Subject: Re: [SAdev] binary data ends up in body On Tue, Jun 24, 2003 at 09:57:49AM -0700, bugzilla-daemon@bugzilla.spamassassin.org wrote: > Two things: Fair enough. I remember us talking about it at one point a while ago, then the idea went away but I wasn't sure why.
this isn't a big enough issue to hold up the 2.60 release, so we'll take care of this for 2.70.
I just ran into this bug with a PDF attachment that was in a multipart inside a multipart (a forwarded message with a PDF attached). The binary data happened to contain something that matched /<q\s/i, so the PDF was treated as HTML and the message ended up triggering BODY_8BITS, HTML_COMMENT_8BITS, UNWANTED_LANGUAGE_BODY, and WEIRD_QUOTING. Just assuming that anything matching the HTML regexes must be HTML seems very risky. There are lots of binary files that match /<[abiqsu]\s/i, for example.
I just got two more messages that triggered this bug. Both were just MS Word documents attached to messages that were then forwarded. It seems like a pretty common situation. For now I've zeroed out BODY_8BITS and HTML_COMMENT_8BITS. I don't want to disable UNWANTED_LANGUAGE_BODY, though. I'm happy to help with fixing, but it seems like there's some doubt about where the fix should be, and it may affect too many other things. Maybe for a quick fix the HTML test could be changed to require a little more than just a single one-character tag, which can easily occur randomly in binary data? Require multiple tags? Look at the beginning of the data to see if it seems to be an HTML file?
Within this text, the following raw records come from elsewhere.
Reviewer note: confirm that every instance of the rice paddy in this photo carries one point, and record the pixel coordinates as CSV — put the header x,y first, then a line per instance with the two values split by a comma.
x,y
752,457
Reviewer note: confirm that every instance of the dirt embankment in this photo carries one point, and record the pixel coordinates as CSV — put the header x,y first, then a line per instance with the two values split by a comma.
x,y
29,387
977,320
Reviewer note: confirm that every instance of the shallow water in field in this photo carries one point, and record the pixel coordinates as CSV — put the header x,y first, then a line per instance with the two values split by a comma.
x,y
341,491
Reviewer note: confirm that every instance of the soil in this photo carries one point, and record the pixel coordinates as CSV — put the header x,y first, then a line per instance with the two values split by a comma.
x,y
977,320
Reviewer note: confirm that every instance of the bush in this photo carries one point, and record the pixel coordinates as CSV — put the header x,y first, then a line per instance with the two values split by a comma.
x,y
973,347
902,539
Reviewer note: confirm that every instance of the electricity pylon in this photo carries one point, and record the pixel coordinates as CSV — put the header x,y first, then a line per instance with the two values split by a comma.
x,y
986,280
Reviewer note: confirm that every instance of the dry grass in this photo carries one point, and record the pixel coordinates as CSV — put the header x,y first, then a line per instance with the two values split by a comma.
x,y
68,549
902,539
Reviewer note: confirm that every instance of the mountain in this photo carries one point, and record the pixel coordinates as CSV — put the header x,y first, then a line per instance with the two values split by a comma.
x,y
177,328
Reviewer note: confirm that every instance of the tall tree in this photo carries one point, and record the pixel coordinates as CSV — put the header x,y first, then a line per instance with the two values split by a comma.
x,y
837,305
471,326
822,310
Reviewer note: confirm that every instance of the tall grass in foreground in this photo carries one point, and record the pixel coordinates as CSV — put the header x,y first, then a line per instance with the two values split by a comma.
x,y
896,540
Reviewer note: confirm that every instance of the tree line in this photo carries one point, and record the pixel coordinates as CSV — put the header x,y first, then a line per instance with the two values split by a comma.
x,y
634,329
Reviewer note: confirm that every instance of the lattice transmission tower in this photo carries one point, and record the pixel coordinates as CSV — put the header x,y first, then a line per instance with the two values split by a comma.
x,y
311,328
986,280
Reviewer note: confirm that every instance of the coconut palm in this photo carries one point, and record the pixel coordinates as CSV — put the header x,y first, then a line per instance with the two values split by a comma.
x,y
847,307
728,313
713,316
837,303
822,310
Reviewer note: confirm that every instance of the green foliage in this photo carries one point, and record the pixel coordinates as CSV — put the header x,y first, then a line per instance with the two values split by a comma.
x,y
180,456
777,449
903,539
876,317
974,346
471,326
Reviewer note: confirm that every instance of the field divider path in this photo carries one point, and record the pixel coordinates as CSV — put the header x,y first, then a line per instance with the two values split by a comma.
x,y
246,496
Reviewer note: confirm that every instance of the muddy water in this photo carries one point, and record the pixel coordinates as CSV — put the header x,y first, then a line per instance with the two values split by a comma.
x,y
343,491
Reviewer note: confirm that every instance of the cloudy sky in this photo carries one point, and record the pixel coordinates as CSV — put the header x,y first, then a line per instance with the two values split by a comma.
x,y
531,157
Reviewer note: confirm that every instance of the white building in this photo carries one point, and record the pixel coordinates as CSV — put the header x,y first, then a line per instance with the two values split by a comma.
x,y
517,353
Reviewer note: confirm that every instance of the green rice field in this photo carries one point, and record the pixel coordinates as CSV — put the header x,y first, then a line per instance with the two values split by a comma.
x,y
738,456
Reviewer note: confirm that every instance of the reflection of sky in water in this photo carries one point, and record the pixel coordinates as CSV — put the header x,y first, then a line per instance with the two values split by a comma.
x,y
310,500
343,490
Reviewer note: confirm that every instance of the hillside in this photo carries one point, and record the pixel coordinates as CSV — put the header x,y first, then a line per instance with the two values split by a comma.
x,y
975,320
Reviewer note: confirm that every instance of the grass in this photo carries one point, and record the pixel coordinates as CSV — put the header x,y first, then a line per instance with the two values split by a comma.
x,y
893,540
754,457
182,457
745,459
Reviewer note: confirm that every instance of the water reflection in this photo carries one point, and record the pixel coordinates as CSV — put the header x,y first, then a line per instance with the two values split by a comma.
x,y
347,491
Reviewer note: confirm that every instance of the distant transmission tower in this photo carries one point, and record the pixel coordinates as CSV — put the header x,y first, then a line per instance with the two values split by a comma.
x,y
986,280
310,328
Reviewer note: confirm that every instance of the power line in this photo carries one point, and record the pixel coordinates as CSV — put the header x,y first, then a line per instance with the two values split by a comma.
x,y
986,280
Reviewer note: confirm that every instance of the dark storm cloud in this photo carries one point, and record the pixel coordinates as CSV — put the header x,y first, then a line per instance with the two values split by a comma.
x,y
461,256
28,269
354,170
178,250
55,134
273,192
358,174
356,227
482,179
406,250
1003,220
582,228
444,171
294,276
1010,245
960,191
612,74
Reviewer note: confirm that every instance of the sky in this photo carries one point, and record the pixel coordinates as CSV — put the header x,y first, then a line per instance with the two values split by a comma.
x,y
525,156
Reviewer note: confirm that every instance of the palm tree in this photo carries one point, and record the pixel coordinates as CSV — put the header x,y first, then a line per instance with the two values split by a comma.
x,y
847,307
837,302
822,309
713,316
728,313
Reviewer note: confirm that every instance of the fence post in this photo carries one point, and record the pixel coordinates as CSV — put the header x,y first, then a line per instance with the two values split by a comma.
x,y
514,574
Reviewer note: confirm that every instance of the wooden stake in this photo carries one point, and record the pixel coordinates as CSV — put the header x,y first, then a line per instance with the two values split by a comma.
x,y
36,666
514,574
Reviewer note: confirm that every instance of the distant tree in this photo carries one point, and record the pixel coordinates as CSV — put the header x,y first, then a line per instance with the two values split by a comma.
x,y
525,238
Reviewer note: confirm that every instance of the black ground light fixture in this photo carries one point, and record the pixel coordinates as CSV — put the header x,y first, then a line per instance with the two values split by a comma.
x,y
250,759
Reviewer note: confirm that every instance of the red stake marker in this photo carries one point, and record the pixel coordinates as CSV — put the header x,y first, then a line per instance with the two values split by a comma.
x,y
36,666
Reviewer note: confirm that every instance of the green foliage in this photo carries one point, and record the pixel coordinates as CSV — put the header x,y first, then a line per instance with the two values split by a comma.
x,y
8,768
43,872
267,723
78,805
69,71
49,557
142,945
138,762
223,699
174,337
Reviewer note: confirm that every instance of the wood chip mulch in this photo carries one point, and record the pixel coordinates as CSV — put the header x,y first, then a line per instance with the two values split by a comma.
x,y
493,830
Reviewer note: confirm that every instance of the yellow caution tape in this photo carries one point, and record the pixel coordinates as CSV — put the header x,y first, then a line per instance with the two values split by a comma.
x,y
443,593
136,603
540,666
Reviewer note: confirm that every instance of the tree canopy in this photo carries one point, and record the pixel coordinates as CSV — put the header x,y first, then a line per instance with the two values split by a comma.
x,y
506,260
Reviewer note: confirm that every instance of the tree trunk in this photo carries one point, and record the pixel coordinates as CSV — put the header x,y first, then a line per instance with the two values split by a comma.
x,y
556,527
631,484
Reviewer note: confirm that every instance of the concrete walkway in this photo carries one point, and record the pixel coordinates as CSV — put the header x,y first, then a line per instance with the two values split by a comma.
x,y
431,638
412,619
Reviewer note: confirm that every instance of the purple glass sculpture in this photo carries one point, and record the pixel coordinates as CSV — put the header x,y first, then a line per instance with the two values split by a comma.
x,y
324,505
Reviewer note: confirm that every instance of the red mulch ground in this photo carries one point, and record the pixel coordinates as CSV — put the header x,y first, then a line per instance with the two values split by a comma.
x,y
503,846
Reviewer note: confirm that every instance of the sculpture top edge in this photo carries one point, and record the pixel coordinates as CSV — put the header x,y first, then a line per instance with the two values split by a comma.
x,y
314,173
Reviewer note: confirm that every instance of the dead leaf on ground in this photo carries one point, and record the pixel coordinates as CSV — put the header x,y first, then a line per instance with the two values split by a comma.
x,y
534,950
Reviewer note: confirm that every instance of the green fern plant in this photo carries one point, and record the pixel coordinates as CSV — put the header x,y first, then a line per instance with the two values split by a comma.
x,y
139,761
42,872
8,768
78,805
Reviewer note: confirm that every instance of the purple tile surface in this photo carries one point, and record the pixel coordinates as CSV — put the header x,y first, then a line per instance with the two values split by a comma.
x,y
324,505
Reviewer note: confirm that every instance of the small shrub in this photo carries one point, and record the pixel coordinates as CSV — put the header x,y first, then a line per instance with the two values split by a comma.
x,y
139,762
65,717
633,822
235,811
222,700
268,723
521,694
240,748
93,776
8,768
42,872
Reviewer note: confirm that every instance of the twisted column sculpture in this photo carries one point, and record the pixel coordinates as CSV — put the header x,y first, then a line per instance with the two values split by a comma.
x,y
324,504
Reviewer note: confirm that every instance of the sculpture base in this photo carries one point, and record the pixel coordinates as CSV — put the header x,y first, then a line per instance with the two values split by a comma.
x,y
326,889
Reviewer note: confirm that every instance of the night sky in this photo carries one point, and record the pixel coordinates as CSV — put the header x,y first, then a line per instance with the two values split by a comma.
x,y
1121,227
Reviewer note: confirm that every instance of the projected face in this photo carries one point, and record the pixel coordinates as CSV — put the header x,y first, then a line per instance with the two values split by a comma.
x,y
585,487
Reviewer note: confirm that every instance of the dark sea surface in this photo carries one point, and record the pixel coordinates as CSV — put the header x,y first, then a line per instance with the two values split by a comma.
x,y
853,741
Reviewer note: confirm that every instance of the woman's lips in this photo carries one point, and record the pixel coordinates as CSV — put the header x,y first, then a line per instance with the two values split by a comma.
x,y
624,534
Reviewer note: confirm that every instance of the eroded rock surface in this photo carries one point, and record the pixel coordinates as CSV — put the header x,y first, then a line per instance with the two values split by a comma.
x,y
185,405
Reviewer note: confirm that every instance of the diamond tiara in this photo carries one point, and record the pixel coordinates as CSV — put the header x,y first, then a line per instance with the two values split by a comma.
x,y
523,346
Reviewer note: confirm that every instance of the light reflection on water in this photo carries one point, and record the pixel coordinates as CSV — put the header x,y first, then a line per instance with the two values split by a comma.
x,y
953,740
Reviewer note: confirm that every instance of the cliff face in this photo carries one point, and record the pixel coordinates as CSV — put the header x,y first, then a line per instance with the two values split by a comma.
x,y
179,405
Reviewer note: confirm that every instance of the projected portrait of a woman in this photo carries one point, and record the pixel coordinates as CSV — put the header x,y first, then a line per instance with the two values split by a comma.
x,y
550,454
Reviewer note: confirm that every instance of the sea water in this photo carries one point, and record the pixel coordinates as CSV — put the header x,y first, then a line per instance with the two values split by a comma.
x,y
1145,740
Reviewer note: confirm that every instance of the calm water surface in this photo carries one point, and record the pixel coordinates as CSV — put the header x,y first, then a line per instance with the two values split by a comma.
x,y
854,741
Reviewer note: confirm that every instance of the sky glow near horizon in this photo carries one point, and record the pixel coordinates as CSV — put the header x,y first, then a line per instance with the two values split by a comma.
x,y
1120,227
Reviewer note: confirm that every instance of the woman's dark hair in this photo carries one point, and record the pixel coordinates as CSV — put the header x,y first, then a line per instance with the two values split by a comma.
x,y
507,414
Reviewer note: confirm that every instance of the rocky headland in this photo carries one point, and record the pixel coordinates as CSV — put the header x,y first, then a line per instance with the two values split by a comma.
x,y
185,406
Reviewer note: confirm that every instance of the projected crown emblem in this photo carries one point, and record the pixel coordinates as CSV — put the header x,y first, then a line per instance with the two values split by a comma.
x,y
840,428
Alternatively, look for signature of common binary file types (Word, PDF, GIF, JPEG) and skip them?
This seems to be a duplicate of 2402.
*** Bug 2644 has been marked as a duplicate of this bug. ***
*** Bug 2829 has been marked as a duplicate of this bug. ***
*** Bug 2767 has been marked as a duplicate of this bug. ***
fixed in 2.70
*** Bug 2367 has been marked as a duplicate of this bug. ***